Hamburg/dpa. - Die Frage nach Schuld und Verantwortung in einer Gesellschaft stellt sich für die Schauspielerin Julia Jentsch täglich. Deswegen ist für die 31-Jährige ihr aktueller Film auch weit mehr als ein Krimi, der in einer längst vergangenen Zeit an einem sehr speziellen Ort spielt.

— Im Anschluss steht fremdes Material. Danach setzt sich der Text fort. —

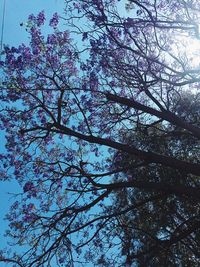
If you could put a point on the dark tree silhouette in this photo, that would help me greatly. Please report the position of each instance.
(102, 134)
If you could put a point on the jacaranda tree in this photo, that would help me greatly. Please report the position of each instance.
(102, 134)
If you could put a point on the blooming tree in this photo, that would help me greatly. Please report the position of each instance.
(102, 131)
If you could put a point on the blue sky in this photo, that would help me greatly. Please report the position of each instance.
(17, 11)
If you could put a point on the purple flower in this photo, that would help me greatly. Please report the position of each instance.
(28, 186)
(85, 35)
(54, 21)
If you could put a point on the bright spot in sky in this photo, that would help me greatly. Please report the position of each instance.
(188, 50)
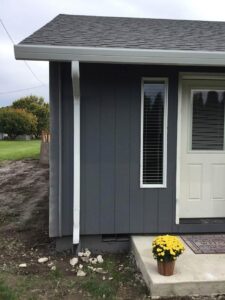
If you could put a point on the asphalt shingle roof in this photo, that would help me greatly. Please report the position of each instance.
(136, 33)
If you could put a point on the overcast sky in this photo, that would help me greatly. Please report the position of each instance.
(23, 17)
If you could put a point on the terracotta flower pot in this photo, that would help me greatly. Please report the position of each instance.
(166, 268)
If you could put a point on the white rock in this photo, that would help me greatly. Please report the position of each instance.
(100, 271)
(74, 261)
(93, 261)
(81, 273)
(42, 260)
(87, 253)
(100, 259)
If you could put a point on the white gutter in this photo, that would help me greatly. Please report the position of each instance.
(119, 55)
(76, 164)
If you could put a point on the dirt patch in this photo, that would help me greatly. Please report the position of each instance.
(24, 239)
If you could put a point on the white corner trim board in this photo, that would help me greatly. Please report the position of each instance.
(119, 55)
(76, 168)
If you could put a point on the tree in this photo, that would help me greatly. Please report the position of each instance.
(15, 122)
(37, 107)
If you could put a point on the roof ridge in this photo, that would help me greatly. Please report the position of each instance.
(141, 18)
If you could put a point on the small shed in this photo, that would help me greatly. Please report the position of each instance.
(137, 125)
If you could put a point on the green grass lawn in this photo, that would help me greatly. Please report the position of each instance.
(16, 150)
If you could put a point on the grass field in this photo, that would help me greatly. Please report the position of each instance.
(15, 150)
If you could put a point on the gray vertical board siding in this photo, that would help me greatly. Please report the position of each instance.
(122, 150)
(54, 150)
(107, 156)
(136, 207)
(112, 201)
(90, 149)
(61, 151)
(67, 149)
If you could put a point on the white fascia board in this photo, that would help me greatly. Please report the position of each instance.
(119, 55)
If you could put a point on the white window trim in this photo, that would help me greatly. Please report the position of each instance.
(165, 81)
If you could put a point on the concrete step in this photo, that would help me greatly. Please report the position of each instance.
(195, 274)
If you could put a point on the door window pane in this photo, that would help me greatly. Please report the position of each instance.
(208, 120)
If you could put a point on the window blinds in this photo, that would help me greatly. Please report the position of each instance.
(208, 120)
(153, 132)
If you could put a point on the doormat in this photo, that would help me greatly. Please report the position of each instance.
(205, 243)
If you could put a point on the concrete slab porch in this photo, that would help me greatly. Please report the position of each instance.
(195, 274)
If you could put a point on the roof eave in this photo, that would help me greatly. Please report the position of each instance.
(119, 55)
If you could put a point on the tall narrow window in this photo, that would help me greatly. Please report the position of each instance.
(208, 119)
(154, 124)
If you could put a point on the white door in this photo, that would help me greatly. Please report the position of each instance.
(202, 152)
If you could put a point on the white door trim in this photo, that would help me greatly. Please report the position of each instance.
(182, 77)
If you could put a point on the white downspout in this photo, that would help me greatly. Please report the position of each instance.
(76, 165)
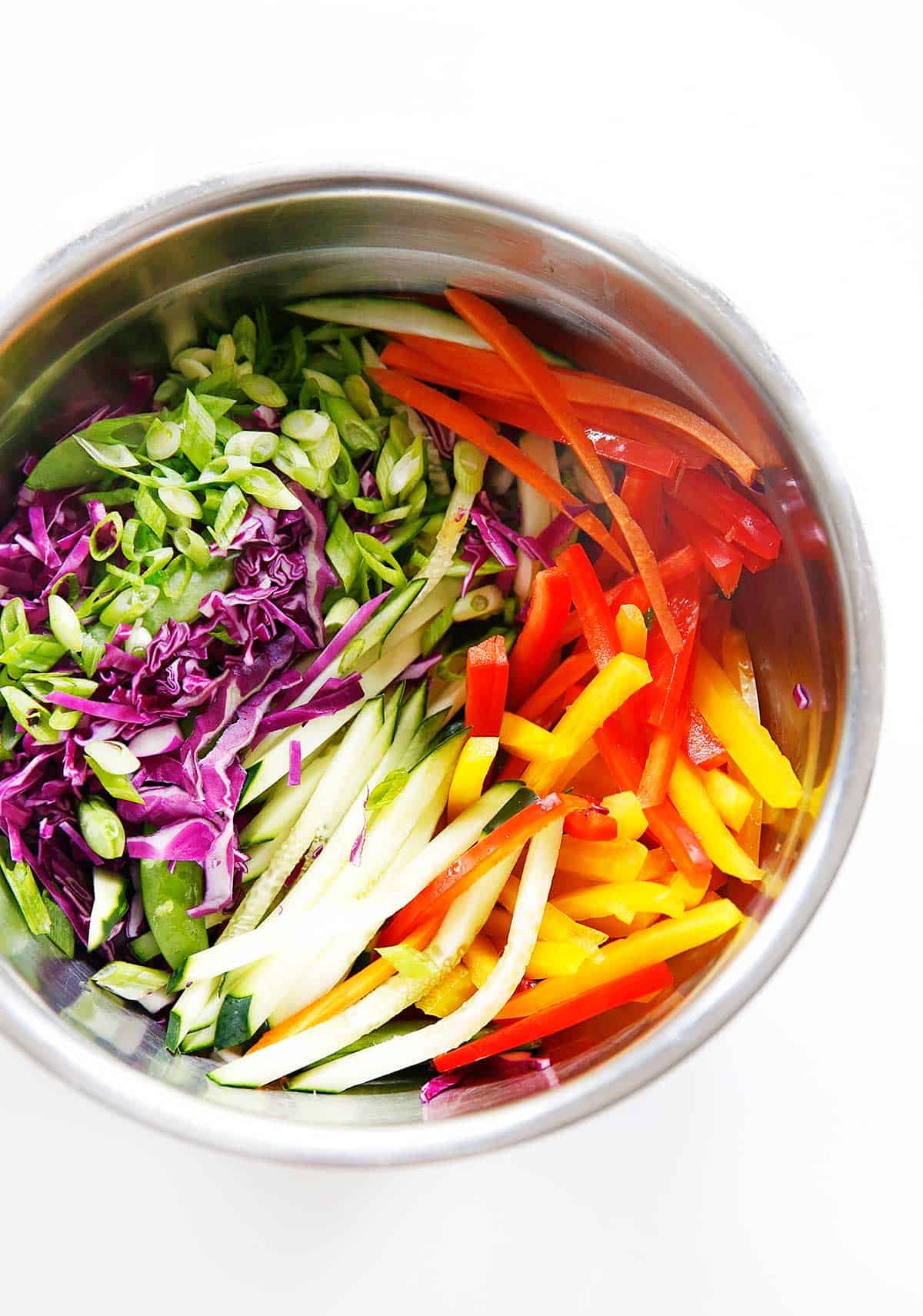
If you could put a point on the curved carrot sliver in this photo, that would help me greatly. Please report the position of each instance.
(545, 386)
(484, 436)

In einem Interview der Deutschen Presse-Agentur dpa sprach Jentsch («Sophie Scholl - die letzten Tage», «Effi Briest») über «Tannöd» nach dem Bestseller von Andrea Maria Schenkel und seine Interpretationsmöglichkeiten, seine Krimiqualitäten und ihre Arbeit mit Monica Bleibtreu.

Frau Jentsch, was hat Sie an diesem düsteren Stoff aus «Tannöd» gereizt, dass Sie die Hauptrolle übernommen haben.

Julia Jentsch: «Als ich den Roman gelesen habe, konnte ich mir gar nicht vorstellen, wie man da einen Film draus machen kann. Aber dann hat mir die Regisseurin Bettina Oberli erklärt, was ihr an dem Stoff wichtig ist - und zwar sowohl das Unheimliche und Krimihafte, aber auch die Psychologie und Verhaltensmodelle in einer Gesellschaft. Es geht ja um die Frage nach der Schuld und der Verantwortung, die sich jeder in diesem Dorf stellen muss. Das fand ich sehr spannend. Zudem ist der Film eben kein Krimi im klassischen Sinne mit einem Ermittler und einem eindeutigen Täter. Wie den Roman auch muss man den Film sehr vorsichtig lesen. Es geht nicht darum, nur einen Schuldigen zu finden. Das wäre zu einfach. Es gibt nicht nur eine Lösung, vielmehr zeigt der Film für mich verschiedene Erklärungsansätze für das Verbrechen auf. Dabei tappt der Zuschauer sehr lange im Dunkeln.»

Sie sind in Berlin aufgewachsen, leben in München. Waren Ihnen da die Geschehnisse in diesem bayerischen Dorf inmitten von dunklen Tannenwäldern, die Oberli in die 50er Jahre verlegt, nicht sehr fremd?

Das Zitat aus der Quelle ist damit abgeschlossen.